UN COMPTE RENDU POUR UNE ACADÉMIE

Article publié dans la Lettre n° 354
du 6 mai 2013


UN COMPTE RENDU POUR UNE ACADÉMIE de Franz Kafka. Adaptation et mise en scène Jack Garfein avec Erik Stouvenaker et Hassam Ghancy.
La force intemporelle de certains textes tient à leur évidence sans emphase, même et surtout lorsque leur propos apparaîtrait déroutant. Il en va ainsi de cette extraordinaire aventure que Kafka fait raconter à un homme devant un parterre d’académiciens plutôt sceptiques. Singe il fut dans le passé, enlevé à sa jungle par d’inhumains humains en mal de curiosités de cirque. Comment s’arracher à sa cage d’animal maltraité, sinon en singeant ses tortionnaires rigolards, en apprenant à serrer la main, à boire au-delà de la nausée l’alcool infect ? Avec une perspicacité sans illusion, le primate revêtira les oripeaux de son bourreau et trouvera les armes de sa liberté dans la maîtrise des mots et des codes de civilité. Mais au prix de cicatrices visibles et de blessures inexorablement profondes.

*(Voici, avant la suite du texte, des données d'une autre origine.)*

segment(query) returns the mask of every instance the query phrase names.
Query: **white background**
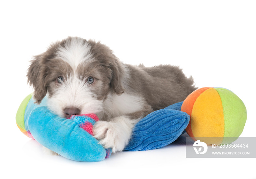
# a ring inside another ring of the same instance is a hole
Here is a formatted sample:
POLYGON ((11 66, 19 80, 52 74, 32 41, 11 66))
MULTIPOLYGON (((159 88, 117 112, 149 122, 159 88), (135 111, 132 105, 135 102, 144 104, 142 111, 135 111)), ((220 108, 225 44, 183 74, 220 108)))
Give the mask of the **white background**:
POLYGON ((255 158, 186 158, 182 136, 98 163, 46 156, 15 121, 32 91, 26 77, 32 56, 76 36, 101 40, 125 63, 178 65, 197 86, 231 90, 247 109, 241 136, 256 137, 256 9, 246 0, 1 1, 0 177, 256 178, 255 158))

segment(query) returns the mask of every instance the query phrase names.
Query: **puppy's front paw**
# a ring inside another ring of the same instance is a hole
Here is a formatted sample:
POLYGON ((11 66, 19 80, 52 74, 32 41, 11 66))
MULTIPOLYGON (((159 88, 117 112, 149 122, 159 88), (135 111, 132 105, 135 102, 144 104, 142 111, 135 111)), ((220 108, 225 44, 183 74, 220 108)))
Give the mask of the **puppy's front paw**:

Dans un langage sans faute, au long d’un raisonnement parfait, cet irrémédiable hybride exprime, sans émotion ni vindicte, la duplicité à laquelle le rapt primordial l’a contraint. Est-il enfin homme, a-t-il dépassé le singe ? L’insondable solitude, les fruits et la compagne chimpanzée de ses nuits donnent à entrevoir la fracture sans espoir d’un être définitivement à demi. Témoin en miroir de cette aliénation de soi, le portrait simiesque qui orne le chevalet interdit toute échappatoire, tant à l’orateur qu’à son public. Si les académiciens sont laissés dans l’ombre, nous, spectateurs, sommes renvoyés à nos comportements prétendument civilisateurs. Et ce n’est pas le sourire, timide et maladroit, de l’humain incarné par Hassam Ghancy, dans l’un des deux courts épilogues, qui permettra de se dédouaner de l’ambiguïté essentielle. Erik Stouvenaker déroule la sobriété saisissante de ce récit sans affect apparent, à la fois clairement physique et sourdement torturé. Grâce à lui, Kafka est plus moderne que jamais par sa lucidité acérée sur la superficialité du regard et le rejet de l’Autre. Théâtre des Mathurins 8e. A.D.